=?Iso-8859-1?Q?Keld_j=F8rn_simonsen?= <keld(_at_)dkuug(_dot_)dk> writes:
On Sun, Jan 07, 2001 at 10:46:02AM +0000, nick(_at_)ing-simmons(_dot_)net
wrote:
Keld,
As you may be aware we are adding suuport for UTF-8 encoded Unicode
to perl5. This is finally coming together. So now we need mechanism
to translate other encodings into and out of Unicode.
I was not aware of that. Could you give me a pointer to the spec?
The spec is a little sketchy but the main documentation we have
to date can be found as:
http://www.perldoc.com/perl5.7/pod/perlunicode.html
Do you mean unicode or do you mean ISO 10646?
I am not an expert on the differences. Perl characters are now "logically"
(up to at least) 32-bit values held internally as UTF-8 encoded strings.
The language visible properties (case, alpha-ness, digit-ness, ...)
are derived from the tables at ftp.unicode.org - the 3.0.1 version.
The tables there seem to be suitable for my/our purposes.
So I have a few questions:
0. Is use/redistribution of these tables in OpenSource projects
permitted?
Yes, they are
Excellent.
1. Is the format formally defined anywhere?

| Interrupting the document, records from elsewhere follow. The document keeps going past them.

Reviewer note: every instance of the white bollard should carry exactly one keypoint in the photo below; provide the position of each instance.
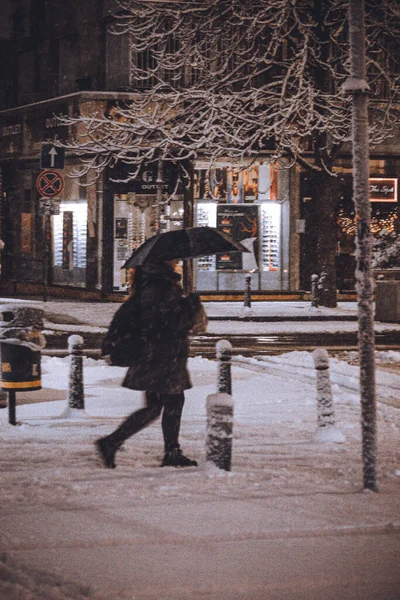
(220, 412)
(326, 429)
(75, 389)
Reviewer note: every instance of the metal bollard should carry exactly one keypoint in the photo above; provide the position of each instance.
(224, 355)
(326, 425)
(75, 389)
(247, 292)
(314, 290)
(220, 412)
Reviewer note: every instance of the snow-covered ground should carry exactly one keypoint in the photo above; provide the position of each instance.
(94, 317)
(289, 521)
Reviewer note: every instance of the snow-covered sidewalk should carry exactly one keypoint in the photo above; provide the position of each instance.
(94, 317)
(289, 521)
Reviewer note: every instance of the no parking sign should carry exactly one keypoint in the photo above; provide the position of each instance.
(49, 183)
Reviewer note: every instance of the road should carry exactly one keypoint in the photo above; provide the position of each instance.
(285, 342)
(245, 344)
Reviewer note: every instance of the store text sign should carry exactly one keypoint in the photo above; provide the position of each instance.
(383, 189)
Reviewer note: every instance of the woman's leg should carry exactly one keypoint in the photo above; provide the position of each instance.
(139, 419)
(108, 445)
(171, 419)
(171, 423)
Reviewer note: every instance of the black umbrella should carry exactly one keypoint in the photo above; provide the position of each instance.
(183, 243)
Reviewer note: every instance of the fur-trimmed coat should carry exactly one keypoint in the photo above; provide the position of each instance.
(165, 319)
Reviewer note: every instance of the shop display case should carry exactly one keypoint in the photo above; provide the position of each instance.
(270, 236)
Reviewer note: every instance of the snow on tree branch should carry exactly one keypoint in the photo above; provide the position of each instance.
(238, 79)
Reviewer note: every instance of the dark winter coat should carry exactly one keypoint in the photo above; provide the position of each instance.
(165, 318)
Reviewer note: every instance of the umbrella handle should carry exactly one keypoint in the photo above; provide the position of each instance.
(188, 276)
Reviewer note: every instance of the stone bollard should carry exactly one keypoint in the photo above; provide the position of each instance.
(247, 292)
(326, 429)
(314, 290)
(220, 412)
(76, 397)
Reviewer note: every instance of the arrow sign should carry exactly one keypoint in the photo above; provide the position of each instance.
(53, 153)
(52, 157)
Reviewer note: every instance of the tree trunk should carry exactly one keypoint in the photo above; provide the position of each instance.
(357, 86)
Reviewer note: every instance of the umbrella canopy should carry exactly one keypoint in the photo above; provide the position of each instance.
(183, 243)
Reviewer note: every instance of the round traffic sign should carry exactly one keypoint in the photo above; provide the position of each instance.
(49, 183)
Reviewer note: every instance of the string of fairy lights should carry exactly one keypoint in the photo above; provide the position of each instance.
(387, 221)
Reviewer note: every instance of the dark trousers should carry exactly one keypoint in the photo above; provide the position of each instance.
(154, 404)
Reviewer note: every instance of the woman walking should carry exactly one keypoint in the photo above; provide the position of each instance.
(164, 318)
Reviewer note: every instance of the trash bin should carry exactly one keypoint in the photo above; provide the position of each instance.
(21, 342)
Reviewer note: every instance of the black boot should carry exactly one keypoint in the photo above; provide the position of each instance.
(174, 458)
(107, 450)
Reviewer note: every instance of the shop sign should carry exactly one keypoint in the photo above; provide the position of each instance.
(11, 140)
(49, 183)
(240, 223)
(226, 184)
(52, 157)
(383, 189)
(121, 228)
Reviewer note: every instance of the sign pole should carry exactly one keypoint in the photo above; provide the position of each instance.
(46, 254)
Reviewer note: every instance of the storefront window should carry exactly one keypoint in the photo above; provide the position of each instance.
(134, 222)
(242, 203)
(69, 243)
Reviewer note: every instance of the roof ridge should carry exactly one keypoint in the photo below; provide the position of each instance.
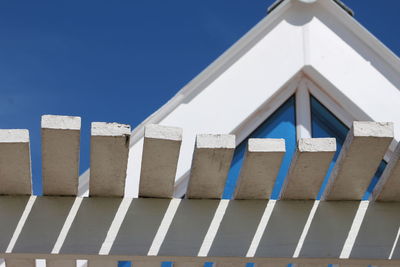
(339, 2)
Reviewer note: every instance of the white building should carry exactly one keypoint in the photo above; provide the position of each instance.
(308, 70)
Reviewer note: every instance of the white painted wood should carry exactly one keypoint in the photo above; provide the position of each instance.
(303, 111)
(109, 147)
(188, 264)
(146, 264)
(361, 154)
(227, 234)
(308, 168)
(388, 186)
(60, 263)
(261, 165)
(229, 264)
(15, 162)
(60, 154)
(159, 161)
(20, 263)
(102, 263)
(211, 162)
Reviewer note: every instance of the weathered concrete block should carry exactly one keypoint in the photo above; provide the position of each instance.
(20, 263)
(60, 154)
(159, 160)
(109, 149)
(308, 168)
(15, 163)
(60, 263)
(210, 166)
(388, 186)
(260, 167)
(364, 148)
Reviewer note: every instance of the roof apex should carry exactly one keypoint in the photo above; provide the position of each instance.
(340, 3)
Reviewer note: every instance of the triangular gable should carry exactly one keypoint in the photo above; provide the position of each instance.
(317, 45)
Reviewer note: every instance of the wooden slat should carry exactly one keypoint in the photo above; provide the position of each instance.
(388, 186)
(20, 263)
(308, 168)
(210, 166)
(60, 154)
(60, 263)
(15, 163)
(109, 148)
(363, 150)
(260, 167)
(159, 161)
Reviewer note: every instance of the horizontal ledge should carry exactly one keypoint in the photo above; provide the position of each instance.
(203, 259)
(128, 226)
(61, 122)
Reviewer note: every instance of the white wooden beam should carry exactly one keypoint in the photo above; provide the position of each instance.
(159, 160)
(363, 150)
(15, 163)
(188, 264)
(303, 111)
(260, 167)
(20, 263)
(60, 154)
(146, 264)
(388, 186)
(60, 263)
(210, 166)
(308, 168)
(102, 263)
(109, 147)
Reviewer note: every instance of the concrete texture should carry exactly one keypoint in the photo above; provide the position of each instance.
(159, 161)
(109, 148)
(15, 163)
(260, 167)
(308, 168)
(60, 154)
(210, 165)
(388, 186)
(361, 154)
(188, 264)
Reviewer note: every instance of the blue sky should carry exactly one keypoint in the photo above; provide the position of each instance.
(121, 60)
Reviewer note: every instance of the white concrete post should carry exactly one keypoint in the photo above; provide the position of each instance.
(308, 168)
(15, 163)
(159, 161)
(60, 154)
(210, 166)
(260, 167)
(363, 150)
(109, 147)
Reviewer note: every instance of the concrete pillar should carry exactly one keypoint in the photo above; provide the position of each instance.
(102, 263)
(15, 163)
(159, 161)
(60, 263)
(388, 186)
(308, 168)
(188, 264)
(109, 147)
(363, 150)
(20, 263)
(210, 165)
(260, 168)
(60, 154)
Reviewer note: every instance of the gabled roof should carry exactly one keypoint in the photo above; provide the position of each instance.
(316, 41)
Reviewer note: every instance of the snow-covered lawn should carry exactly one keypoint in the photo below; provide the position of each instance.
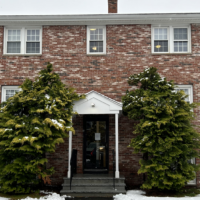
(139, 195)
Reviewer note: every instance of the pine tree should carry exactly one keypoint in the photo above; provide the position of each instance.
(32, 123)
(164, 133)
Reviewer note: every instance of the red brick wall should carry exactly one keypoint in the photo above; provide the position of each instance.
(128, 52)
(112, 6)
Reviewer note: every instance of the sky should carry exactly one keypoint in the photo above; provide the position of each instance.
(45, 7)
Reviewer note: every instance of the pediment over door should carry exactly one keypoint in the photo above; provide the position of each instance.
(96, 103)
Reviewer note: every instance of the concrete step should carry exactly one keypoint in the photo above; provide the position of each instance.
(93, 187)
(93, 182)
(88, 185)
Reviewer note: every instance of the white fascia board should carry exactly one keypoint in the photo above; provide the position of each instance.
(100, 19)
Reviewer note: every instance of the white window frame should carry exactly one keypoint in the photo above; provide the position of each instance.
(170, 36)
(190, 91)
(3, 92)
(190, 95)
(88, 40)
(23, 38)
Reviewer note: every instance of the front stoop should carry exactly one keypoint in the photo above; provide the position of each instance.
(93, 185)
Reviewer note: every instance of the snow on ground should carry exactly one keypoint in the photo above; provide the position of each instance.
(138, 195)
(3, 198)
(50, 196)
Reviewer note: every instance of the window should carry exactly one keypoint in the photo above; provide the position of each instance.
(96, 40)
(188, 91)
(171, 39)
(23, 40)
(8, 91)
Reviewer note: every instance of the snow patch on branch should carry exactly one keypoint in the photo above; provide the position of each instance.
(57, 123)
(8, 129)
(47, 96)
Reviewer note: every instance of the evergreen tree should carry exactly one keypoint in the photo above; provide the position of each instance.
(32, 123)
(165, 134)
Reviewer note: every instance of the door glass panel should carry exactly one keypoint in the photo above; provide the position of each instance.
(95, 145)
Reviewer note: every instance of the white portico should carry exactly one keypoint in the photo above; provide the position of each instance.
(98, 104)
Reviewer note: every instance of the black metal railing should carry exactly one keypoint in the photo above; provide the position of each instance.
(113, 152)
(73, 164)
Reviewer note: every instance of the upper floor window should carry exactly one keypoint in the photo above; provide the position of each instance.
(8, 91)
(171, 39)
(23, 40)
(187, 90)
(96, 40)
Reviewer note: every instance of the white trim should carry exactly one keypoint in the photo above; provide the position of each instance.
(104, 41)
(69, 154)
(116, 147)
(96, 103)
(101, 19)
(194, 181)
(190, 90)
(190, 95)
(3, 92)
(170, 38)
(23, 38)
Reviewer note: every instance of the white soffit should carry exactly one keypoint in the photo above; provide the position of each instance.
(96, 103)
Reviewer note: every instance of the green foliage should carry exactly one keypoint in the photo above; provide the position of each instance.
(164, 131)
(32, 123)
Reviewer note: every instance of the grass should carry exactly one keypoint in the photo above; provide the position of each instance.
(191, 192)
(21, 196)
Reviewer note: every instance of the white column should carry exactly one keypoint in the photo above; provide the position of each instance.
(70, 153)
(116, 147)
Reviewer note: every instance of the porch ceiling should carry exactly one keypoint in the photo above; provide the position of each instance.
(96, 103)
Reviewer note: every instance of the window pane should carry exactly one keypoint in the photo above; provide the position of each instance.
(13, 35)
(186, 92)
(160, 46)
(10, 93)
(180, 46)
(14, 47)
(96, 46)
(180, 34)
(160, 33)
(32, 47)
(33, 35)
(96, 34)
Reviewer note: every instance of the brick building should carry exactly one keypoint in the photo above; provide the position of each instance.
(96, 54)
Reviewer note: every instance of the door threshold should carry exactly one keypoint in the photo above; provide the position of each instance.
(95, 170)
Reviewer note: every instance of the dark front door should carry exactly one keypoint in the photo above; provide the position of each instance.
(95, 148)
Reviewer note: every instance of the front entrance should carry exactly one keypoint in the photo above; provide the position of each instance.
(95, 147)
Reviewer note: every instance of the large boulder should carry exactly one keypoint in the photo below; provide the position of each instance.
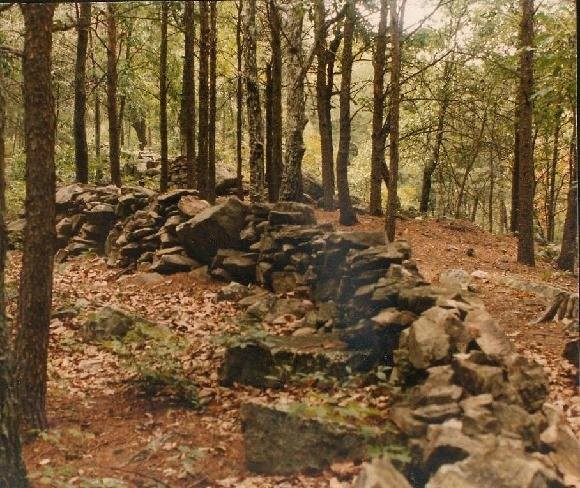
(380, 474)
(213, 228)
(108, 323)
(287, 439)
(501, 467)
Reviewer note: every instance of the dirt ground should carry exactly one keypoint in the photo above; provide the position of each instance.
(104, 432)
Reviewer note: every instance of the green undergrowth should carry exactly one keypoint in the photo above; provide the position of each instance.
(154, 355)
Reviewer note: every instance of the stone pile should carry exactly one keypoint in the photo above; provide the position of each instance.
(460, 393)
(148, 235)
(87, 213)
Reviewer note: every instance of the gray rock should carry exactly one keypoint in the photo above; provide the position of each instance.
(272, 361)
(428, 343)
(108, 323)
(190, 206)
(455, 278)
(214, 228)
(478, 378)
(287, 439)
(497, 468)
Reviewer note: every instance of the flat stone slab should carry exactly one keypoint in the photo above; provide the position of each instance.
(291, 438)
(272, 361)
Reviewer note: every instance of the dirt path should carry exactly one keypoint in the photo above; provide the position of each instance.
(105, 432)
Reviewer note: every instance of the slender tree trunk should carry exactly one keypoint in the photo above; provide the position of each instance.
(432, 165)
(163, 97)
(526, 155)
(212, 103)
(378, 141)
(80, 128)
(253, 103)
(569, 250)
(392, 201)
(188, 92)
(491, 190)
(551, 200)
(239, 100)
(39, 233)
(291, 189)
(12, 470)
(474, 154)
(274, 175)
(203, 126)
(347, 213)
(97, 126)
(515, 174)
(114, 141)
(323, 106)
(268, 132)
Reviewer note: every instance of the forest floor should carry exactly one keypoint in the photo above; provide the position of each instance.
(105, 432)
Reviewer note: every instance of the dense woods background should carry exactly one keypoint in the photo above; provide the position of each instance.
(459, 108)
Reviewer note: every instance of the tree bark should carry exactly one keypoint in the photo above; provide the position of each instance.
(12, 470)
(291, 189)
(80, 128)
(239, 100)
(569, 250)
(163, 98)
(526, 153)
(325, 60)
(274, 171)
(35, 296)
(253, 103)
(378, 139)
(392, 201)
(212, 103)
(551, 182)
(188, 92)
(114, 140)
(432, 165)
(203, 93)
(347, 213)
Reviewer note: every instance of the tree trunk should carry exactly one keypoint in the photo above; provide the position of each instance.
(551, 180)
(203, 92)
(296, 120)
(569, 249)
(432, 165)
(325, 60)
(526, 155)
(35, 296)
(212, 103)
(274, 173)
(268, 132)
(392, 201)
(378, 140)
(188, 92)
(253, 103)
(12, 470)
(114, 141)
(347, 213)
(80, 128)
(163, 98)
(515, 174)
(474, 154)
(239, 101)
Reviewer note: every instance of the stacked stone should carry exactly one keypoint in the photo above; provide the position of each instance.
(468, 399)
(274, 247)
(86, 214)
(148, 235)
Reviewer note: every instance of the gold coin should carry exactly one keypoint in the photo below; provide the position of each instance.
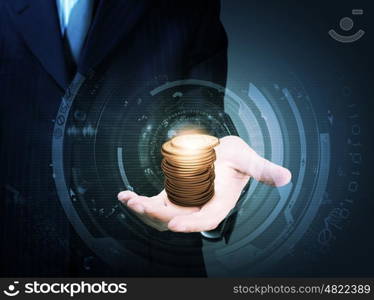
(194, 141)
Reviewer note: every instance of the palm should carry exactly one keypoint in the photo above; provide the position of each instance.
(231, 177)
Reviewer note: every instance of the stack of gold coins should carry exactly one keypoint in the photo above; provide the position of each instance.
(188, 166)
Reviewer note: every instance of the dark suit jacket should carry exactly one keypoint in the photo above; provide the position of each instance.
(179, 39)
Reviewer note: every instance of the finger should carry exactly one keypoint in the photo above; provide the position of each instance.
(158, 207)
(125, 196)
(244, 159)
(195, 222)
(267, 172)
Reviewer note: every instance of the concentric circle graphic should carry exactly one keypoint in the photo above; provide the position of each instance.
(108, 139)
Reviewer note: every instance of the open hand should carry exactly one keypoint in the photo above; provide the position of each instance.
(236, 162)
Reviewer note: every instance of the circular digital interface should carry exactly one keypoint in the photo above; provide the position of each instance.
(107, 140)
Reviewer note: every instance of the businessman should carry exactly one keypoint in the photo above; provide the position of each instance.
(43, 44)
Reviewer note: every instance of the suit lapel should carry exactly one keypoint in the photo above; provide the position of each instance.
(37, 20)
(112, 22)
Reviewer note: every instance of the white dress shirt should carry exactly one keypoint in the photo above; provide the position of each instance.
(75, 19)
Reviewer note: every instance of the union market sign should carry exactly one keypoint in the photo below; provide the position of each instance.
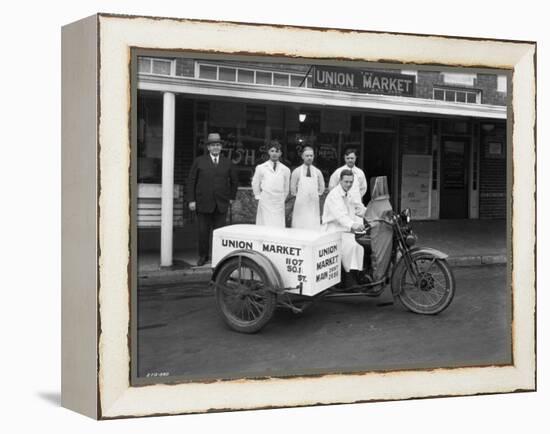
(355, 80)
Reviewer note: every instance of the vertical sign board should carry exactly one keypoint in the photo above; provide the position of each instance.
(416, 184)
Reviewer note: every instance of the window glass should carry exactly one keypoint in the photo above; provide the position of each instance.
(208, 72)
(280, 79)
(263, 77)
(296, 80)
(449, 95)
(246, 76)
(161, 67)
(501, 83)
(227, 74)
(144, 65)
(459, 78)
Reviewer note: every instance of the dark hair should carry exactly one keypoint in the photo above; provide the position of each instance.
(350, 151)
(275, 144)
(345, 172)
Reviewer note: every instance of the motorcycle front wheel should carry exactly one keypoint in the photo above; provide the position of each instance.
(427, 287)
(243, 297)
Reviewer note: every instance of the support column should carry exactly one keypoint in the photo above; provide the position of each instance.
(167, 195)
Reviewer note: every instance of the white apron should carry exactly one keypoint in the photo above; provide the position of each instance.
(306, 207)
(271, 206)
(352, 252)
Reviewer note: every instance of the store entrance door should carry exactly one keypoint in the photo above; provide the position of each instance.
(454, 178)
(378, 159)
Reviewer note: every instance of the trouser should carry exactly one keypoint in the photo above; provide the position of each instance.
(207, 223)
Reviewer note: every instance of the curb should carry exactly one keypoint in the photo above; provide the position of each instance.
(477, 260)
(203, 274)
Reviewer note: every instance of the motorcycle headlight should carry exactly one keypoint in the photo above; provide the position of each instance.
(406, 215)
(411, 239)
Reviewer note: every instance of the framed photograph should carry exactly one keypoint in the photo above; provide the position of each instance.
(259, 216)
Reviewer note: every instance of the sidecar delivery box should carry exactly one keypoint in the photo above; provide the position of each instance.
(309, 258)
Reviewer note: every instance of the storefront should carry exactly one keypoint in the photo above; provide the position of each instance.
(443, 158)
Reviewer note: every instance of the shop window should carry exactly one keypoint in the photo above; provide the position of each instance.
(459, 78)
(461, 97)
(471, 98)
(411, 72)
(415, 138)
(208, 72)
(144, 65)
(162, 67)
(380, 123)
(264, 77)
(455, 127)
(246, 76)
(502, 83)
(149, 138)
(256, 120)
(457, 95)
(280, 79)
(228, 74)
(434, 169)
(296, 80)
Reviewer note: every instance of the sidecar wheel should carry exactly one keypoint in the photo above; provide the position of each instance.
(432, 287)
(243, 295)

It seems straight forward enough.
The format is defined in the POSIX-2 standard ISO/IEC 9945-2:1993.
(Aka IEEE 1003.2).
2. Are the data actively maintained?
Yes, by me, and submissions I get. I am a little slow at times, tho.
3. Are in cultreg and i18n charmaps "identical"
No, i18n are more up to date. But cultreg are official ISO.
They are very syncronized, however.
There is also (I discovered via another web page) a WG15 tree.
--
Nick Ing-Simmons <nik(_at_)tiuk(_dot_)ti(_dot_)com>
Via, but not speaking for: Texas Instruments Ltd.